Como disse Jessica Powel em “Literaty Paris: A Guide”, em 1863 não existiam computadores, música eletrônica, elevadores, o metrô, carros ou mesmo luz elétrica nas ruas de Paris. Mas tudo isso existia na mente imaginativa e na Paris do século XX de Jules Verne. Infelizmente, nessa Paris, havia pouco lugar para a imaginação mais lúdica. A Academia Francesa não possuía mais qualquer membro escritor. Bancos haviam substituído os seculares sítios culturais. Os “grands hommes” da França não eram mais os poetas e os filósofos, mas, sim, aqueles que contavam a vida em “gramas e centímetros”. A cidade havia sido completamente transformada, para o bem e para mal, tudo supervisionado pelo “Ministro do Embelezamento”, numa clara alusão ao Barão Houssmann (1809-1891), chefe do Departamento do Sena no 2º Império (precisamente entre 1853 e 1870), sob Napoleão III (1808-1873), alegadamente o homem responsável pela conformação da Paris atual. 

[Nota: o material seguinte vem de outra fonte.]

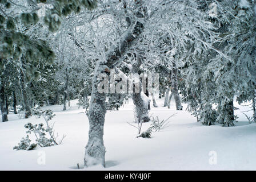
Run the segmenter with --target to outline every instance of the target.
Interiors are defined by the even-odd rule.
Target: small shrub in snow
[[[34,147],[31,148],[31,149],[30,150],[33,150],[37,146],[39,146],[41,147],[45,147],[61,144],[63,139],[66,136],[64,135],[58,143],[56,141],[56,139],[58,136],[58,133],[57,135],[55,136],[54,135],[54,130],[53,130],[53,125],[50,125],[49,123],[50,120],[51,120],[55,115],[53,111],[50,110],[42,111],[40,109],[40,107],[37,105],[32,109],[32,113],[33,115],[36,115],[36,117],[38,118],[42,117],[45,119],[46,126],[45,127],[43,123],[33,125],[31,123],[28,123],[24,126],[26,129],[28,129],[26,133],[30,134],[34,133],[37,138],[35,140],[37,142],[36,146],[33,146]],[[47,135],[49,136],[48,138],[47,137]],[[30,148],[29,147],[28,148],[28,146],[29,146],[28,144],[30,143],[30,141],[31,140],[29,139],[29,135],[27,135],[26,140],[22,138],[20,143],[19,143],[19,146],[14,147],[14,150],[27,150],[27,148]],[[21,145],[22,144],[24,146],[24,143],[27,143],[27,146],[27,146],[27,147],[21,147]],[[21,146],[19,147],[19,146]]]
[[[13,147],[13,150],[31,150],[37,147],[37,144],[35,143],[30,143],[31,140],[27,135],[26,138],[22,138],[18,146]]]
[[[23,110],[19,110],[18,112],[18,117],[19,119],[24,119],[25,118],[25,111]]]
[[[150,129],[148,129],[146,131],[142,132],[142,133],[138,135],[137,138],[142,137],[144,138],[150,138],[151,133],[152,130]]]
[[[151,124],[151,127],[149,128],[152,131],[159,131],[160,130],[164,129],[167,126],[168,123],[170,122],[170,121],[168,121],[171,117],[175,115],[177,113],[175,113],[171,115],[166,119],[163,119],[161,121],[159,120],[158,117],[157,116],[157,119],[154,117],[152,117],[152,124]]]

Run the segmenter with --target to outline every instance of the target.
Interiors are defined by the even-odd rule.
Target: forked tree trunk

Mas, finalmente, como anda a Paris de hoje? Não tenho a imaginação de Verne. Portanto, não tenho como “antecipar” para vocês tudo o que encontraremos. Estamos pesquisando, caminhando e observando, parando apenas para um vinho razoável ou um bom papo de café. Com tempo, sem pressa, conto tudinho a vocês por aqui.